Ces flute casts sont ici vus “par-dessous”, puisque les couches sont à peu près horizontales. Ces flute casts sont constitués de grès bien indurés, au sein de grès très peu indurés qu'on peut quasiment considérer comme des sables. Les flute casts sont formés par affouillement d'un fond sédimentaire non induré par des courants. Ils correspondent théoriquement à des dépressions oblongues, allongées ou triangulaires dont la “pointe” indique la direction d'où vient le courant (voir la figure 7).
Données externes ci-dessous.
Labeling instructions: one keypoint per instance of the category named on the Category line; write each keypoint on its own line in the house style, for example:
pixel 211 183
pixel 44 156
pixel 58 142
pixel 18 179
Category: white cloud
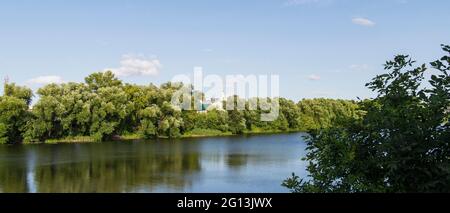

Ces dépressions creusées dans des sédiments tendres sont rarement conservées, contrairement à leurs “moulages” par les sédiments déposés par le “courant érodant” quand sa vitesse diminue. Morphologiquement, les flute casts les plus fréquents sont donc des rides oblongues, allongées ou triangulaires dont la pointe indique le sens du courant, rides visibles à la base d'un banc (le plus souvent un banc de grès). Des flute casts groupés donnent donc à une base de banc une allure de tôle ondulée. En plus de ces flute casts classiques, cet affleurement montre des flute casts cylindriques ou en cônes étroits et allongés, isolés dans les sables, ce qui n'est pas sans poser des problèmes d'interprétation. Cette morphologie en pointe isolée doit sans doute être à rechercher dans l'interaction entre d'une part la sédimentation et d'autre part la grésification diagénétique, irrégulière et guidée par la granulométrie et la perméabilité de la roche. Dans cet affleurement, la pointe est dirigée vers la gauche (vers le Nord-Ouest). Le courant ayant formé ces flute casts venait donc du Nord-Ouest.

Localisation par fichier kmz des affleurements de molasses miocènes à flute casts de Saint-Fons.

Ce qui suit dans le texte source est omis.